If she absolutely must pick it out herself, then have her go alone and if possible describe it to you. Later you go in and buy it (a few days later at least).

You see the problem with taking your girlfriend, is when the ring is selected, she will obviously be utterly in love with that particular one or she will at least pretend to think it is the most beautiful thing she ever saw. Either way, these non-verbal actions will ensure that the list price will be as low as the vender will go. Now you for instance can be looking at a few rings, with very little emotion. When it comes to the exact ring in question, you can ask questions or make negative comments about it and then non-chalontly make a low ball bid (50% to 60% of list price). I'll guarantee you that if you are dealing with someone in the store with authority, you will save thousands of dollars this way.

That $6,000 ring you want. There is no way the owner or manager is going to let you walk away, when you are willing to pay $3,600 to $4,000 for this ring, when he can have another built within 2 days for $2,000. Certainly not in February on a slow day.


----------



## DavidJD (Sep 27, 2009)

I was unsure if I could/should post a link that offered low prices on quality gems on this site but it seems like it would be of use/value to many www.herdreamdiamonds.com this is a young guy with a family business and does not have huge overhead for a glass and marble boutique in an expense shopping mall. 

I have no interest in this business except that I am a very pleased customer. The rocks come with certs so there is no mystery as to origins. Blood diamonds are dirty gems and are not worth discussing in this thread anymore than if I asked, "should I buy a stolen car - if its a really good deal?)

I emailed my advice already and it was this. Buy bigger. I regret only buying a .8c rock it is beautiful (colour, clarity and cut are the best) however I could afford bigger soon after and would have spent more if I purchased a year later. This is now a family heirloom.

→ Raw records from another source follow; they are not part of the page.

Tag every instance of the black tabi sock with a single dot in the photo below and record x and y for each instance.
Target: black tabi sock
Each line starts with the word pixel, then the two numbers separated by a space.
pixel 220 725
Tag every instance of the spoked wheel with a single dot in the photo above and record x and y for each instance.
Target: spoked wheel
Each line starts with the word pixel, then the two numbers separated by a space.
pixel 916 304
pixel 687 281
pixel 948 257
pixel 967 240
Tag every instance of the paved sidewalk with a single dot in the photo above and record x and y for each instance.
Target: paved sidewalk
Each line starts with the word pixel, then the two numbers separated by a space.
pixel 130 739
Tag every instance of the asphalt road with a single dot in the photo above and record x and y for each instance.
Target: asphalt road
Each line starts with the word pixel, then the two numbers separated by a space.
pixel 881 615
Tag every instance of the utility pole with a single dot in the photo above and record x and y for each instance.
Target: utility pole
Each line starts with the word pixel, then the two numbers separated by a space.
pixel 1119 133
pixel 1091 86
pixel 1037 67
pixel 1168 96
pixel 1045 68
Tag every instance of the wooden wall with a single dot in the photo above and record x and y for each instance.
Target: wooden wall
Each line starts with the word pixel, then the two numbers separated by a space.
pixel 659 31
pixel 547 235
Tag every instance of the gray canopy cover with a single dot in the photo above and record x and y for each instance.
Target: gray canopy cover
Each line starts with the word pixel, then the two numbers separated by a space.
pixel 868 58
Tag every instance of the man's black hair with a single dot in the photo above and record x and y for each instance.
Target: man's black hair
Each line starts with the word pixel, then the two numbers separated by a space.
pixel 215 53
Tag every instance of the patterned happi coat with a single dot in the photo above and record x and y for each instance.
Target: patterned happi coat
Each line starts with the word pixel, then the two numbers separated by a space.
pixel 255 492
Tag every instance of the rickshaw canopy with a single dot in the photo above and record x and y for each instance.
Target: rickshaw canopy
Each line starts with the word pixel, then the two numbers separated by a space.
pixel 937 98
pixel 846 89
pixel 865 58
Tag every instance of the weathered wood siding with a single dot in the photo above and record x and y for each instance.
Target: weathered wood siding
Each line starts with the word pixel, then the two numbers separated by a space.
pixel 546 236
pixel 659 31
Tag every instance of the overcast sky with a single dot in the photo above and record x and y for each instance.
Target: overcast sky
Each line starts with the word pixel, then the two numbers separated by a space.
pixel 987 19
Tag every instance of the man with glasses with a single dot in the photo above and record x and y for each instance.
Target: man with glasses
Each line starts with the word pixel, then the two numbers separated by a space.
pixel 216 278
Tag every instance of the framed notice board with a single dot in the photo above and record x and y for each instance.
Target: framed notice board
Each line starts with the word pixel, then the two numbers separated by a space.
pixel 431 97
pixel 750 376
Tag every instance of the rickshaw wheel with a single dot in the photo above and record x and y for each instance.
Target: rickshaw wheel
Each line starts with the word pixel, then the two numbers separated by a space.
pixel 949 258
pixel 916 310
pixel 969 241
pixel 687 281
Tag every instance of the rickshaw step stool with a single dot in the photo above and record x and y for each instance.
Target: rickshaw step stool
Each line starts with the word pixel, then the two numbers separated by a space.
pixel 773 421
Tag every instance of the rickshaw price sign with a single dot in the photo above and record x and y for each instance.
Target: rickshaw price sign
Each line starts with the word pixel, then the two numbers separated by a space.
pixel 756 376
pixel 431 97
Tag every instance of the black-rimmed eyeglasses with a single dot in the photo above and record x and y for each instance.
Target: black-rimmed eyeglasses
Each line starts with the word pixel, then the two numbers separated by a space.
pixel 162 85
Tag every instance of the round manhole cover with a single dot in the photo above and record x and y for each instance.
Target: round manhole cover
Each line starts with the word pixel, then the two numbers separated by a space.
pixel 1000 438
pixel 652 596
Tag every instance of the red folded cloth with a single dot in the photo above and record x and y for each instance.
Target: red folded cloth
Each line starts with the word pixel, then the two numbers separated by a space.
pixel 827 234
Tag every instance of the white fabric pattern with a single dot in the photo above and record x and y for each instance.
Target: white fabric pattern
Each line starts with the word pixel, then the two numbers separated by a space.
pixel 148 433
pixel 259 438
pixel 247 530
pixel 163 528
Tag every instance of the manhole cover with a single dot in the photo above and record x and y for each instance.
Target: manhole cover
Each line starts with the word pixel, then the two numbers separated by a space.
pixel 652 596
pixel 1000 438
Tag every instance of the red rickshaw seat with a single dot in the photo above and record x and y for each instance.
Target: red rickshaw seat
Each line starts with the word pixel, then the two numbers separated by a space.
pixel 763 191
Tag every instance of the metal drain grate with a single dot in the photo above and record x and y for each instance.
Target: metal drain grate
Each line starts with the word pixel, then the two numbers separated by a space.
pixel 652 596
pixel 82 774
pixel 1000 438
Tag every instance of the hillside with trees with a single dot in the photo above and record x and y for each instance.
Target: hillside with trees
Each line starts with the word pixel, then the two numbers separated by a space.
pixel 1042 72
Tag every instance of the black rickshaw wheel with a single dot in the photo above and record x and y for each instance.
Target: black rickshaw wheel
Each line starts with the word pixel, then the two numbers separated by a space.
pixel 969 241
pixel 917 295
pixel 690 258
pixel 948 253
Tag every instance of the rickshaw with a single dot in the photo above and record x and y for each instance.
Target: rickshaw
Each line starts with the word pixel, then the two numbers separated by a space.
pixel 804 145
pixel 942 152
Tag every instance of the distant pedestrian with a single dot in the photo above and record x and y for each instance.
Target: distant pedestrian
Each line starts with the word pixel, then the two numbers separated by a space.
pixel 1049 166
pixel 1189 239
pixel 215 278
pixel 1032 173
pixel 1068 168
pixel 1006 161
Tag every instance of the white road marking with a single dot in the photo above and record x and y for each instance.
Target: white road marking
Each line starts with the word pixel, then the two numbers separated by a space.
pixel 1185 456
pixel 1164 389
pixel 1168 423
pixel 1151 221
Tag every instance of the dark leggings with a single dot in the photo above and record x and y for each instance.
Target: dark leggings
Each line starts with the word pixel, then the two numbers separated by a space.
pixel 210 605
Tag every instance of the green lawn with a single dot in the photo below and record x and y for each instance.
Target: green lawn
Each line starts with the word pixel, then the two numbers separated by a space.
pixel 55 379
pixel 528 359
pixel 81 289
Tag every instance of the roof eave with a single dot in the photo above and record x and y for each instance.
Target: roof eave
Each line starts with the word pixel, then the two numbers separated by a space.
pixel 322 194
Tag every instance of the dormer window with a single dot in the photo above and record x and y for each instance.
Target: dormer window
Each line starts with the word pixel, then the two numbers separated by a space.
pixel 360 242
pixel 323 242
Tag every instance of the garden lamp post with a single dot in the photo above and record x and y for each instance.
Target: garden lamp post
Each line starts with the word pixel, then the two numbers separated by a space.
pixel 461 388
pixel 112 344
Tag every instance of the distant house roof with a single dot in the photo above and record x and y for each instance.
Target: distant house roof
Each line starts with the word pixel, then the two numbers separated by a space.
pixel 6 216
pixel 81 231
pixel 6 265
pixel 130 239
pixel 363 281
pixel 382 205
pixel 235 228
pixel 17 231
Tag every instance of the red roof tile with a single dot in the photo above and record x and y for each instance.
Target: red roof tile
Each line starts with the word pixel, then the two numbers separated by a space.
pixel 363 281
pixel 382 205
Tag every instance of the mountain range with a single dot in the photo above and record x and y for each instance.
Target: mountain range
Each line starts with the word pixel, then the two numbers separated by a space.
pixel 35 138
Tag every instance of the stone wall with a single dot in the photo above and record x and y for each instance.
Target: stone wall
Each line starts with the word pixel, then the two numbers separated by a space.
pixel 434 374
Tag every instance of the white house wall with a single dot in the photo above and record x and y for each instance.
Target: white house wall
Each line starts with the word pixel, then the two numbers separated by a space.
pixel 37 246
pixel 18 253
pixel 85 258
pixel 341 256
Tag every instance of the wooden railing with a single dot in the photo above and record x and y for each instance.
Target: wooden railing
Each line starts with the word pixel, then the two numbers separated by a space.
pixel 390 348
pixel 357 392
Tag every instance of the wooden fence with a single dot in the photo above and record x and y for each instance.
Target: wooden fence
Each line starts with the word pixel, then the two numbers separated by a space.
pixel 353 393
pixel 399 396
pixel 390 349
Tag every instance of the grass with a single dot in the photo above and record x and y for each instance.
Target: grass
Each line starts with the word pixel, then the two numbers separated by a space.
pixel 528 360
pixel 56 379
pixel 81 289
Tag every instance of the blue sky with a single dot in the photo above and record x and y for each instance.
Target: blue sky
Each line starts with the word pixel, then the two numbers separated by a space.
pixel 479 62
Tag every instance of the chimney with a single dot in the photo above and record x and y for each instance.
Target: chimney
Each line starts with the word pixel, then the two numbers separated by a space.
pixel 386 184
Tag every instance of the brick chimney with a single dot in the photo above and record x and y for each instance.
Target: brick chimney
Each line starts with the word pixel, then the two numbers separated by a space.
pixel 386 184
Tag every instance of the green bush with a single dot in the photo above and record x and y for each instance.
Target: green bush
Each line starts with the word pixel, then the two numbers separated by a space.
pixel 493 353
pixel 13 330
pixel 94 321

I have many friends who opt not to purchase an engagement ring "to feel married" and I totally respect that. Sure the diamond market is exactly that - a market - and it is shamelessly promoted by the big players. (If you give your fiancee a small diamond you are telling her she is not worth it, blah, blah, guilt, nothing new) I can make the same arguement for coke and santa and any Hallmark card topic. It is now a tradition, and an investment.

Lastly, one more piece of sensible advice is to buy somthing that can be returned. I know everyone thinks their engagement/marriage will never be called off, but when you want to get rid of it, a classic style is easier to dump than 50 little diamond chips all around the band and can't be resized. This is what a friend went through and needless to say lost a bundle of cash on the ring, in addition to everything else.


----------



## Berubeland (Sep 6, 2009)

I would kill my bf if he dropped $6000 on a ring. Yes , even if it was for me.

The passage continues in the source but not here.